Le régime du Makhzen a choisi d’opposer la répression aux revendications légitimes au lieu de l’écoute, et les matraques au lieu du dialogue.
Entre grogne sociale, défaillance des services publics et paralysie des secteurs clés, le Maroc semble s’enliser dans une crise systémique. La colère gronde dans la rue. Malgré la répression, le Maroc est secoué depuis fin septembre par un mouvement social qui prend de l’ampleur. Des jeunes du collectif «Gen Z 212» continuent de battre le pavé en exprimant leur colère et leur désaroi dans plusieurs villes marocaines pour la deuxième semaine consécutive pour demander de meilleurs services publics de santé et d’éducation. Dans toutes les villes du Maroc, les mêmes slogans sont scandés tels que «le peuple veut la fin de la corruption» ou encore «liberté, dignité et justice sociale» outre «le peuple veut l’éducation et la santé», ainsi que le départ du chef du gouvernement Aziz Akhannouch. Des manifestations réprimés par les services d’ordre du Makhzen. Des revendictions intervenant dans un contexte d’absence totale de vision du makhzen pour apaiser la situation critique qui s’aggrave, conséquence de plusieurs années d’échecs à tous les niveaux. Les manifestants dénoncent la précarité sociale croissante, marquée par une hausse de la pauvreté, du chômage et une corruption généralisée. En contrepartie, le makhzen a choisi de recourir à une approche sécuritaire violente : intimidation, répression, arrestations…Bien que le groupe de jeunes «Génération Z», qui mène les manifestations, ait insisté sur le caractère pacifique de ses actions. Ainsi, au royaume du «Commandeur des Croyants», les vagues de colère se succèdent, en dépit du fait que le régime a choisi la répression aux revendications légitimes au lieu de l’écoute, et les matraques au lieu du dialogue. Les forces de l’ordre sont même allées jusqu’à tirer à balles réelles sur des manifestants pacifiques, provoquant la mort de quatre personnes et faisant plusieurs blessés.
Une génération numérique
Contrairement aux années précédentes, cette colère n’est pas portée par des partis d’opposition ou des syndicats professionnels, mais par une nouvelle génération numérique baptisée «Génération Z 212». Né dans un contexte national marqué par des critiques adressées au gouvernement concernant le secteur de la santé, le mouvement a également émergé dans un contexte international caractérisé par l’inflation, les répercussions économiques du conflit russo-ukrainien et des accords d’Abraham. En somme, un mouvement qui prend les plateformes numériques comme point de départ de sa coordination et de sa mobilisation. Pourtant, ils restent souvent apolitiques, dans le sens où ils ne sont pas membres de partis politiques et, parfois même, entretiennent une perception négative à l’égard des partis et des acteurs politiques, en particulier envers les élus locaux.

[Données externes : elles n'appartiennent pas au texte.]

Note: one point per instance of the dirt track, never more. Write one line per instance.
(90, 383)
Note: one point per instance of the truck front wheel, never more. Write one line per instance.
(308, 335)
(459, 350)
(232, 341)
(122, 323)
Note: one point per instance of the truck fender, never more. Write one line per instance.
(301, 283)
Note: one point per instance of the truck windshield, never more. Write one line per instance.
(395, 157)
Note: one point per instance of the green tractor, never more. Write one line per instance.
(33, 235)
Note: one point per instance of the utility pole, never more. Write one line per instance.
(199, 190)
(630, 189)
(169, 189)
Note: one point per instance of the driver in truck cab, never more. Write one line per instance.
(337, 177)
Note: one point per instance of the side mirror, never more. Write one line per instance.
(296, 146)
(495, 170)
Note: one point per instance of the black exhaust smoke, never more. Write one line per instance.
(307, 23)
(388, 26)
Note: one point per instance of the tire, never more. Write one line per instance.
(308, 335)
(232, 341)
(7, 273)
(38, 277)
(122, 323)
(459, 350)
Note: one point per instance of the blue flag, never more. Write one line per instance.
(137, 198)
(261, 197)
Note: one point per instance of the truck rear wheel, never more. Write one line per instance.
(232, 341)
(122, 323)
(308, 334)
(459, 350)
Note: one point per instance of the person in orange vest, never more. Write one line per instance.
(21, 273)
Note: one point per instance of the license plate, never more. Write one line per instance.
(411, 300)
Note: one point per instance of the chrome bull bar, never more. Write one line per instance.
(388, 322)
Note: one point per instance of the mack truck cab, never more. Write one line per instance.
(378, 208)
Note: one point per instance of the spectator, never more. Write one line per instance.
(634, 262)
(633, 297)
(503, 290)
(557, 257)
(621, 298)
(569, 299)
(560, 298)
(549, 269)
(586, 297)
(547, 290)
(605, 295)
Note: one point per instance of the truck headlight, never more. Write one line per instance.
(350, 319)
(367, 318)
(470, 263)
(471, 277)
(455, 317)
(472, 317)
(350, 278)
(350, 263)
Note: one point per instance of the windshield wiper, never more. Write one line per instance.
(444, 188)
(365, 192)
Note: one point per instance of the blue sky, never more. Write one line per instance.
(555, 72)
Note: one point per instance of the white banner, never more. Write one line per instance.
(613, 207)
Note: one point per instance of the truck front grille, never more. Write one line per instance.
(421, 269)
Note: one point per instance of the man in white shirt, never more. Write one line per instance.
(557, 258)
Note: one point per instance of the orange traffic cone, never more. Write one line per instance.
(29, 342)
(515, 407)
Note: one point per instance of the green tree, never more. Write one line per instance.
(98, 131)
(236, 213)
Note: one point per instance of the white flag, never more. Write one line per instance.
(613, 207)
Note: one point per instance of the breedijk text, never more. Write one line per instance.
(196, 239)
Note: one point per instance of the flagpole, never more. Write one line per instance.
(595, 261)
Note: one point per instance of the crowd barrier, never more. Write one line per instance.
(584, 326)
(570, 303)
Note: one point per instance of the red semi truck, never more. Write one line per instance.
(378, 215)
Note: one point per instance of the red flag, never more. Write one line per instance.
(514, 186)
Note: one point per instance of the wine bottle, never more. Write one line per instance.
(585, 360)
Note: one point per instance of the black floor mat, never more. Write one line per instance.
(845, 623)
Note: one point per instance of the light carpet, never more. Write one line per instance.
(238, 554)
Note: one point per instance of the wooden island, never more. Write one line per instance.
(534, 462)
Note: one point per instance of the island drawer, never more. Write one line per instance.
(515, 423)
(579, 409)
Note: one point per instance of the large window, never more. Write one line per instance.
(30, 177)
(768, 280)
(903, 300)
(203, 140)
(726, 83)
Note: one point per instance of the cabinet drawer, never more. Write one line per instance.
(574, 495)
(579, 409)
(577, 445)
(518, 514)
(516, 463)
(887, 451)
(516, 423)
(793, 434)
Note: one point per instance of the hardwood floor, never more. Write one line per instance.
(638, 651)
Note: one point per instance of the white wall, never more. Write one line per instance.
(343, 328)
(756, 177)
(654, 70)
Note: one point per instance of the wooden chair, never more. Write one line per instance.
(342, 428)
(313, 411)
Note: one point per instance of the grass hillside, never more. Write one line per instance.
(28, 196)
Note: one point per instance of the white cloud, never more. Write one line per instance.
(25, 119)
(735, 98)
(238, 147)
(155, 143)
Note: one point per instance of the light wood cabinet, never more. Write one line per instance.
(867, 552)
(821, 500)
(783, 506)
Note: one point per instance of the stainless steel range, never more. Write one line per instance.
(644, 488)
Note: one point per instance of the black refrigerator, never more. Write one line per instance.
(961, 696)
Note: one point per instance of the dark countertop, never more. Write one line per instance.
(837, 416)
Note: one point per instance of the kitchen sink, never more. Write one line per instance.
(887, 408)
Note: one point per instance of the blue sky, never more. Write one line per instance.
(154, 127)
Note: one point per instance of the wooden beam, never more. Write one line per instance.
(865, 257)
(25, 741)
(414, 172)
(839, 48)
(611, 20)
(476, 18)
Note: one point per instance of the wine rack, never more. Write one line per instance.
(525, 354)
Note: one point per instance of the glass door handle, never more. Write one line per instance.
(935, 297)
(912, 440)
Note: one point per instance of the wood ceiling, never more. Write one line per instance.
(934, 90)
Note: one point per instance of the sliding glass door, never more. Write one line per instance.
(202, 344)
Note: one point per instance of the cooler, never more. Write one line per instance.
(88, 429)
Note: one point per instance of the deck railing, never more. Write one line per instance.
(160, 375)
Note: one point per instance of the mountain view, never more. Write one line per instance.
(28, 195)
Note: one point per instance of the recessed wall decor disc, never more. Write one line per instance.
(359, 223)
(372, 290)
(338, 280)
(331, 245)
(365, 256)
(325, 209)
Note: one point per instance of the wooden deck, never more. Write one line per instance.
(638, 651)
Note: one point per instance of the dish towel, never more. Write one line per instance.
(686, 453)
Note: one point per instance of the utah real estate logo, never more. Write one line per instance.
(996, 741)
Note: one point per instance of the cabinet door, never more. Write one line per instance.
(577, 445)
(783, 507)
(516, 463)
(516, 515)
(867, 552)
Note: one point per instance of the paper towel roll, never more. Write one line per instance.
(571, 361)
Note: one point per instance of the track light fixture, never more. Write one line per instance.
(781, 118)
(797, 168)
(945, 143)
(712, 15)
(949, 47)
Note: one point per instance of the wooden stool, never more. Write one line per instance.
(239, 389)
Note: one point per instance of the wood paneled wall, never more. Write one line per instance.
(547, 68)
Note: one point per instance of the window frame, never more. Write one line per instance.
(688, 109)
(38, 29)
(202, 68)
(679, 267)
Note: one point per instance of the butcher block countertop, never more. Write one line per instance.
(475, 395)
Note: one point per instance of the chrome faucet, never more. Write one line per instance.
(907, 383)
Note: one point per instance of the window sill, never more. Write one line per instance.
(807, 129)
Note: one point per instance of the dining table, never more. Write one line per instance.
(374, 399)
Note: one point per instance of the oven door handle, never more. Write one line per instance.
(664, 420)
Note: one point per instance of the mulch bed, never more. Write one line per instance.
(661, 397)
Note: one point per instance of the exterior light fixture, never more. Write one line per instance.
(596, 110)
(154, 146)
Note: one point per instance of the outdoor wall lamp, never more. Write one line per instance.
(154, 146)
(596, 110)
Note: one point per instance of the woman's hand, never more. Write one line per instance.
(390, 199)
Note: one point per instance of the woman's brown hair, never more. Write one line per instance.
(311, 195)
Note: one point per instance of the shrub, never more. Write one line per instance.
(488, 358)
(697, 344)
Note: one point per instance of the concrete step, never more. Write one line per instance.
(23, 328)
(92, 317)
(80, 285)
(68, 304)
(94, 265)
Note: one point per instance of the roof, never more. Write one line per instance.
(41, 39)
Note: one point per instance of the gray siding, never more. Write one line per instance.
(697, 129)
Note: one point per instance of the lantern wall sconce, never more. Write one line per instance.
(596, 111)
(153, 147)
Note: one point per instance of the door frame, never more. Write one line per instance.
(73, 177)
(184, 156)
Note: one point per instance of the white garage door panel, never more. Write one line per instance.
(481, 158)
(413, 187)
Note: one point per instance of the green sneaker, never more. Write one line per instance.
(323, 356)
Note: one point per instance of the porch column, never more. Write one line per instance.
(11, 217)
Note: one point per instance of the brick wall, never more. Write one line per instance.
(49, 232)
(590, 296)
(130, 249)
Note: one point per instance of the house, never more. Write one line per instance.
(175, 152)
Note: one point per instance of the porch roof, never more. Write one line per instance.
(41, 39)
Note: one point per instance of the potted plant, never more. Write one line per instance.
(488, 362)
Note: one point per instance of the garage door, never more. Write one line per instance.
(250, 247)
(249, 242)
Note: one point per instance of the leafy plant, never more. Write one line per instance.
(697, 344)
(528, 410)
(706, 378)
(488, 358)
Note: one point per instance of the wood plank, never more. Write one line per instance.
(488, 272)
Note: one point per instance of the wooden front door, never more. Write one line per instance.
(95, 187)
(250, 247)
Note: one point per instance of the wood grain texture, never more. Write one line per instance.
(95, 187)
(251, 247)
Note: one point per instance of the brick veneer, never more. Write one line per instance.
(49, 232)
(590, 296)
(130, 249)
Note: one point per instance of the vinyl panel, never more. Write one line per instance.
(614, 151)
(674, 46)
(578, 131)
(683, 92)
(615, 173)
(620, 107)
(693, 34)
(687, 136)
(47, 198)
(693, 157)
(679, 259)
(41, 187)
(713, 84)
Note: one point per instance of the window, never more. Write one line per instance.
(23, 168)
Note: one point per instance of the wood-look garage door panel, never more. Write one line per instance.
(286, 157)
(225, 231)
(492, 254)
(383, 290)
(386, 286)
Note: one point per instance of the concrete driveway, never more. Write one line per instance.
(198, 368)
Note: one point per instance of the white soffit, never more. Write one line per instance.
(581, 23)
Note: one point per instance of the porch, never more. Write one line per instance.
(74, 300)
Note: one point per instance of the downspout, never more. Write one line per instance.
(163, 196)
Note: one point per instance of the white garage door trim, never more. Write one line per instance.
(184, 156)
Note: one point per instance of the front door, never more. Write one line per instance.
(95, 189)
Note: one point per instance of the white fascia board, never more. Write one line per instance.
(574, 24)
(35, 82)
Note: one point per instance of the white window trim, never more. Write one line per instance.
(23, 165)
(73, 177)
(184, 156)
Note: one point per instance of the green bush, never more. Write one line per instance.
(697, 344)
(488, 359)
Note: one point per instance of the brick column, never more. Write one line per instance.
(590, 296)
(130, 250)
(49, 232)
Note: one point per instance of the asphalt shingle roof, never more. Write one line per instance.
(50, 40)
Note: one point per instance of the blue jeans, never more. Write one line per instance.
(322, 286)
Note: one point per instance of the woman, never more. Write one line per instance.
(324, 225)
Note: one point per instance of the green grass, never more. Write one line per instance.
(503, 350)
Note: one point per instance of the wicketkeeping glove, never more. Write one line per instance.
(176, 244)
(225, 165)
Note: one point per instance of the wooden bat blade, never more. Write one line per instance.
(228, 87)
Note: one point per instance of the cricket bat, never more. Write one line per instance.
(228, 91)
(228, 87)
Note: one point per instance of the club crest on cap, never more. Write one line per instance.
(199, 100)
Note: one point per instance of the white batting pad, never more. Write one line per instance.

De la rue au Conseil de sécurité
Face à ces développements graves, des voix se sont élevées pour dénoncer l’usage excessif de la force et exiger l’ouverture d’une enquête judiciaire urgente sur toutes les atteintes à la vie ou à l’intégrité physique des manifestants.
Dans ce contexte, le Secrétaire général de l’ONU, António Guterres, a exprimé sa profonde préoccupation face aux violences survenues lors des manifestations récentes au Maroc. D’autant que des observateurs estiment que le régime marocain adopte une politique de fuite en avant, refusant d’écouter la rue, préférant faire diversion avec des déclarations gouvernementales sur un soi-disant «dialogue», alors que les manifestants exigent clairement la démission du gouvernement Akhannouch, l’accusant de ne pas avoir protégé les droits constitutionnels des Marocains ni répondu à leurs revendications sociales.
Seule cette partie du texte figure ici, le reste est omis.